Oh, sweet spots of life, they come, at least in my experience. I was in high school, in my doodle times I used to draw houses, architectural renderings they were called. Just my luck I wondered into a lunch time open study hall. I heard a group of students harmonising on some Motown tunes around a table. When the singing stopped they talked about their latest exploits. A couple of them were into fantasy football with those vibrating football games. A couple were into drawing and designing comic book heroes and cars. One guy was into psychology and creative writing. I joined, though I couldn't sing, as the house guy. It was embarrassing awkward for a reclusive teenager like me and liberating because I was accepted as a fellow creative explorer with obvious talent. I have had many experiences like this to prove to myself, I was going in a good direction. I just needed to propel myself beyond myself. Take it from me, life concerns you, includes you, but is not about you.

There are a few tracks, train for your target activity come hell or high water or find your unique voice, express yourself. Of course you can just fall into it. I never had the dream of being a professional artist via an employee of some company. I saw the roving artist, semi-retired or at least appearing to be, free from constraints of deadlines, bosses and paperwork early in my life. Freelancing like a free range chicken and producing that highly valued output, unique and special. I am not striving for Carnegie Hall or a museum so I don't need to practice as if my life depended on it. But lacking the business side of art I had to get a regular job to keep on keeping on. Now I have to figure out all that business stuff so that I can continue to develop my craft and support my family too.

I am not an embracer of complexity, chaos, disorder, ultra realism, technical prowess or mathematical genius, yet they all have their place in art. I heard an African artist being interviewed years ago, it struck me when he said, "I just want to make beautiful things." This word has shaped my idea of art and my creative motives.

Africa, Africa, the roots of my ancestry, so I am told, the stories are so faint, someone did write them down, but they were not rehearsed in my youthful ears while growing up. Today they seem like myths and legends. Tribes are no longer the mainstay of Africa, families scattered by (slavery in the past) job seeking, education and travel today, has given way to very mixed cosmo-cities. Urbanisation and mixing with other peoples and cultures across the globe is all I have ever known. I joke, we were tribal, now we are urbal. There, I've coined a word, "URBAL". We are urbal and so my art is urbal. In America we sorely need to drop the hyphens. How long, how many generations will it take for us to be natives? We strain so hard to maintain our hyphens yet we effortlessly mix and blend our DNA. We get so origin proud, but two generations down the road our kids have the liberty from race constraints and social restraints.

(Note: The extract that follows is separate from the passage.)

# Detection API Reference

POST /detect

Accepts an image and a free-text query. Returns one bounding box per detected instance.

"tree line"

It's a self-fulfilling prophecy, America is a melting pot, a stone soup. We old guys always say race, the next generation always says people/persons.

If you settle on Mars, over time you will become a Martian, yet in America you become hyphenated!?!

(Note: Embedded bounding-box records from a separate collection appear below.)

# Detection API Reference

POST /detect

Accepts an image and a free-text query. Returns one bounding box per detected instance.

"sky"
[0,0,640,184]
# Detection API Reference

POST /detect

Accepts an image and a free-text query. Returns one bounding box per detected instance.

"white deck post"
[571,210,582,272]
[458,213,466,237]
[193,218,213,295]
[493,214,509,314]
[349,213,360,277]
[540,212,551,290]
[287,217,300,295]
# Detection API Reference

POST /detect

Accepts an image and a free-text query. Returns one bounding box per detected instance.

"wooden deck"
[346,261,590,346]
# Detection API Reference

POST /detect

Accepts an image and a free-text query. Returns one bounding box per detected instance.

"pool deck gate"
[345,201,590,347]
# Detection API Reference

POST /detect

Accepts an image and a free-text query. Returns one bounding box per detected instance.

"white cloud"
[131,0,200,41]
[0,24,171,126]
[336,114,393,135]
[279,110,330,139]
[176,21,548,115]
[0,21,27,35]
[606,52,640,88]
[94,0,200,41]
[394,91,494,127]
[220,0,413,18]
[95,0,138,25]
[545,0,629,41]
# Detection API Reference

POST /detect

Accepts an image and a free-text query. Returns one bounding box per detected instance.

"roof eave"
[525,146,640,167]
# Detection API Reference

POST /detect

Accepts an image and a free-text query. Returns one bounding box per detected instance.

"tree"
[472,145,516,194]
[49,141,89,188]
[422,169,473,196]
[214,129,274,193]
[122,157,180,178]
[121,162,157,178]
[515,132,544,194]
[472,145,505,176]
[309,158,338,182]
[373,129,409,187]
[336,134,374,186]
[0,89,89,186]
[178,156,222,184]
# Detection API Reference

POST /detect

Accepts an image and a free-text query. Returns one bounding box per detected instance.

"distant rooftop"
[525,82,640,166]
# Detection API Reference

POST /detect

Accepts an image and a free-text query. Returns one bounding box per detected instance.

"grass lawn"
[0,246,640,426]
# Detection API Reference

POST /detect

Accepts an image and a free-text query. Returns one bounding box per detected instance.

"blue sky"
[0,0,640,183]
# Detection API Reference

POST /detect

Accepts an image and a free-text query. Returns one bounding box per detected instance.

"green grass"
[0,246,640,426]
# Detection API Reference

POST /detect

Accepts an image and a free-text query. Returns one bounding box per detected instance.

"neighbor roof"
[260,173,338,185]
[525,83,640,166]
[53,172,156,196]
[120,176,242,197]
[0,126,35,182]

If your family has been here a while, you could say your family came from wherever, but you are de-hyphenated since you were born here and raised here in America. Will America collapse if our hyphens are taken away? I think the hyphens keep us from being Americans. We are afraid of being just Americans. We still haven't given up our tethers to other countries (King George is still laughing at us from the grave). We are still over proud and ruled by our ancestry, we are still trying to have our DNA stream be the dominate one, the winner. Our religions, cultures and politics all reflect this, in spite of the blending liberty we have. America is not free yet! We all need to let go, be Americans, then America will grow.

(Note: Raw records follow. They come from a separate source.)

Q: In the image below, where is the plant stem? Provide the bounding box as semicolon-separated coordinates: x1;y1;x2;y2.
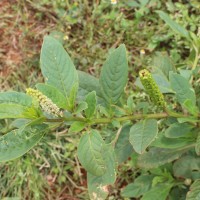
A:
45;111;189;125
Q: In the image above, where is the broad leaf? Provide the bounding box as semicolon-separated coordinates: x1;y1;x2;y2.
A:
78;130;106;176
151;133;195;149
100;45;128;105
138;147;189;169
156;11;190;39
74;101;88;114
129;119;158;154
169;73;196;105
186;179;200;200
0;92;32;107
87;144;116;200
78;71;104;103
141;183;173;200
85;91;97;118
0;124;48;162
165;123;193;138
115;125;133;163
36;83;67;108
69;122;86;132
40;36;78;96
121;175;154;198
183;99;199;116
173;155;200;180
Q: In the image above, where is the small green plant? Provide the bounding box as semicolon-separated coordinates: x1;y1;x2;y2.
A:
0;11;200;200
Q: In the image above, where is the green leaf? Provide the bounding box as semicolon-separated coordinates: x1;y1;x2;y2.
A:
78;130;106;176
152;74;174;93
156;10;190;39
0;103;27;119
40;36;78;96
165;123;193;138
152;52;175;78
129;119;158;154
85;91;97;119
68;82;78;110
141;183;173;200
69;122;86;132
74;101;88;114
151;133;195;149
87;144;116;200
78;71;104;104
100;45;128;105
169;73;196;105
115;125;133;163
138;147;189;169
173;155;200;180
0;92;32;107
186;179;200;200
36;83;67;109
121;175;154;198
0;124;48;162
183;99;199;116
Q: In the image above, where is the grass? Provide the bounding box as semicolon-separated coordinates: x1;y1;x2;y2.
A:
0;0;200;200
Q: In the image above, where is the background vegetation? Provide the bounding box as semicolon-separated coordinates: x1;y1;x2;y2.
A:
0;0;200;200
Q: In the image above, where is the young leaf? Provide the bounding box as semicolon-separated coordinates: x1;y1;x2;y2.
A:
0;124;48;162
121;175;154;198
169;73;196;105
0;103;27;119
40;36;78;96
141;183;173;200
100;45;128;105
156;10;190;39
85;91;97;119
78;130;106;176
152;52;175;79
186;179;200;200
129;119;158;154
36;83;67;109
0;92;32;107
87;144;116;200
115;125;133;163
138;147;189;169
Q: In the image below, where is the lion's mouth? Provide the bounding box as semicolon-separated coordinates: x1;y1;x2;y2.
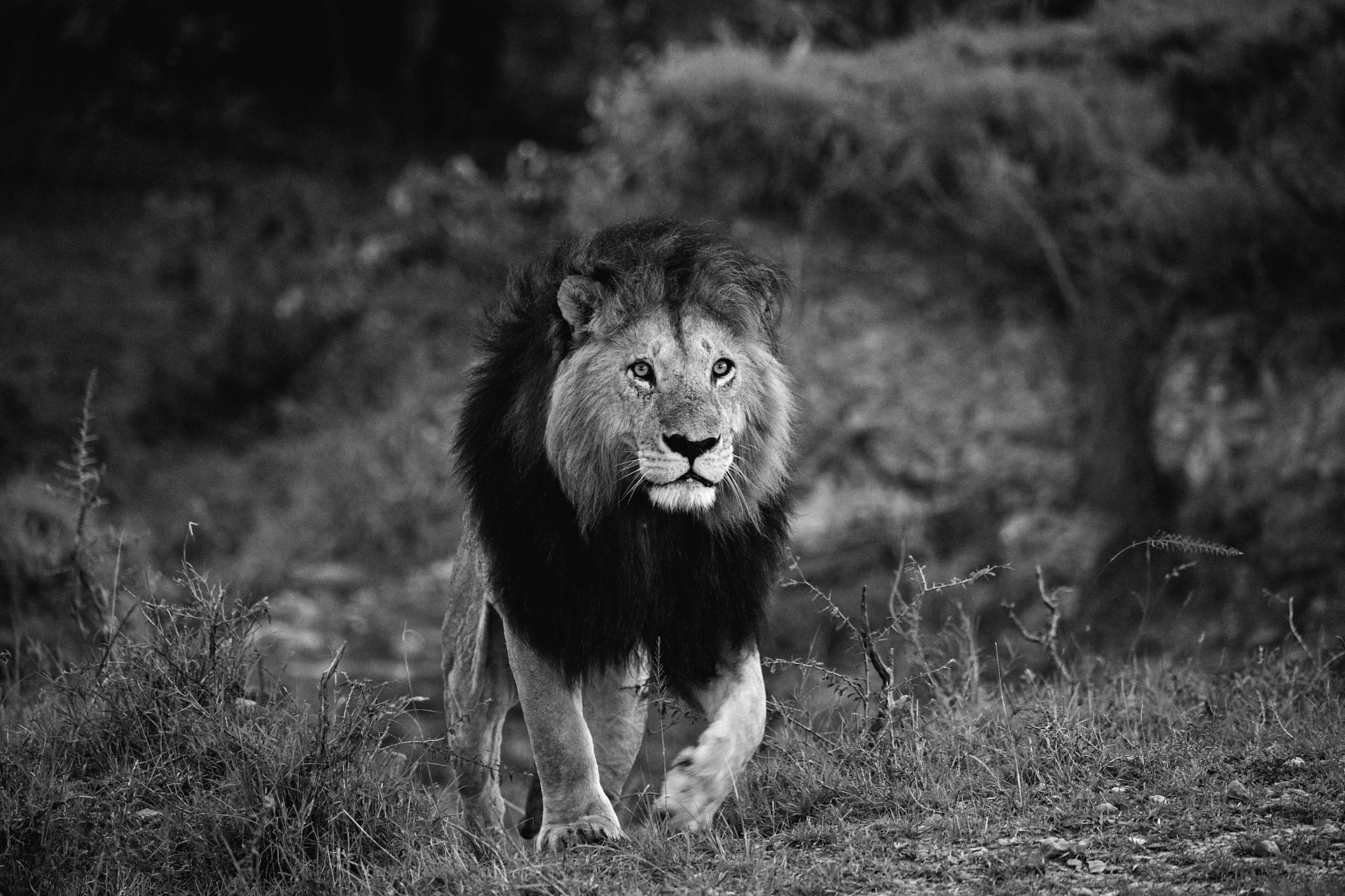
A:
648;472;719;513
668;469;717;488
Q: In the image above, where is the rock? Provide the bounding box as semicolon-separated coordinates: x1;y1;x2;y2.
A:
1037;837;1084;858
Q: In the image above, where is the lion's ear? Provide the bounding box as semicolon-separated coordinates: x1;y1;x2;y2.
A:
556;275;600;332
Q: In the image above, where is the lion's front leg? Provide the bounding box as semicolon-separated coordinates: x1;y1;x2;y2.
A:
654;646;765;830
504;620;623;850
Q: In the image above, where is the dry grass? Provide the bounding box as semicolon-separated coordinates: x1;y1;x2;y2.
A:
0;541;1345;893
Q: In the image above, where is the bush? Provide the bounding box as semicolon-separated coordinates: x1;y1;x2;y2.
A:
0;569;436;893
574;1;1345;307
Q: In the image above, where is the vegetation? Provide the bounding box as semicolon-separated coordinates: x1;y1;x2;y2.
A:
576;1;1345;544
0;530;1345;893
0;0;1345;896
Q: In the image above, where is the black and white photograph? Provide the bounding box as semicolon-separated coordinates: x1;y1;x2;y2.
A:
0;0;1345;896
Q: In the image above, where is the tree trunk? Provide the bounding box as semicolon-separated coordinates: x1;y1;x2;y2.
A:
1072;303;1168;539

These are some of the thoughts that have shaped my artistic efforts. A maddening flurry of influences, an ocean of ideas, a history of what's gone before and being drowned out by the outspoken loudness of today's trends, the artist learns to filter, to quiet it down, to hear his own voice. For me it began when I disagreed with and was made uncomfortable by the things common in my generation. I discovered both choice and control over what I let into my world.
I drew a line on a page of my own accord. I signed my name under it. "I made that line", I boasted. Folks still ask, "how did you do that?"

1 comment:

popularart said...

I have always appreciated artists, and what they do. No matter the way they express themselves, it's a great thing that they do it, without offending anyone.